The sun was warm. Most of the oarsmen were young, stripped to the waist, sunburned and sinewy. Word of Irenmund’s revenge had spread through the benches and the rowers were grinning even though they were tired. I had assumed Irenmund had wanted to kill Lyfing Gunnaldson, but instead it had been the burly black-ringleted man whose screams had reached the wharf. ‘He made a mess of him, lord,’ Vidarr had told me with indecent relish, ‘but he was quick.’ Now Irenmund was back on his bench, hauling the oar, but slowly. The current would carry us till the tide turned, then the hard work would begin unless the gods sent a friendly wind.
Father Oda had been talking to the oarsmen and now joined us. ‘Mostly Saxons,’ he said, ‘but three Danes, two Frisians, a Scot, and two of your countrymen, Finan. And all of them,’ he added pointedly, looking at me, ‘Christians.’
‘You can pray with them father,’ I said cheerfully.

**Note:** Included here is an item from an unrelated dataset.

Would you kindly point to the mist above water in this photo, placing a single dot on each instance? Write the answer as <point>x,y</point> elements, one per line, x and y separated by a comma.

We were passing the wharves on the northern bank. Shipping was thick there, though to my relief there were few warriors visible on the wharves. The day seemed lazy and quiet, even the river’s traffic was scanty. Nothing was coming upriver against the tide, but we passed a handful of smaller boats that ferried goods to the southern bank. The air smelled cleaner out in the river’s centre, though the Lundene stench of smoke and shit was still there, but by tonight, I thought, we would be in the open sea beneath the stars. I was going home and my only regret was that my oath was unfulfilled, but I consoled myself that I had done my best. Æthelhelm still lived and his vile nephew was now called King of Wessex, but I was taking my people home.
We passed the Dead Dane and came in sight of my old home, the Roman house on its stone wharf at the river’s edge. Gisella had died there and I touched the hammer at my neck. In my heart I believed she was waiting for me somewhere in the realms of the gods. ‘Three days, you think?’ Finan interrupted my thoughts.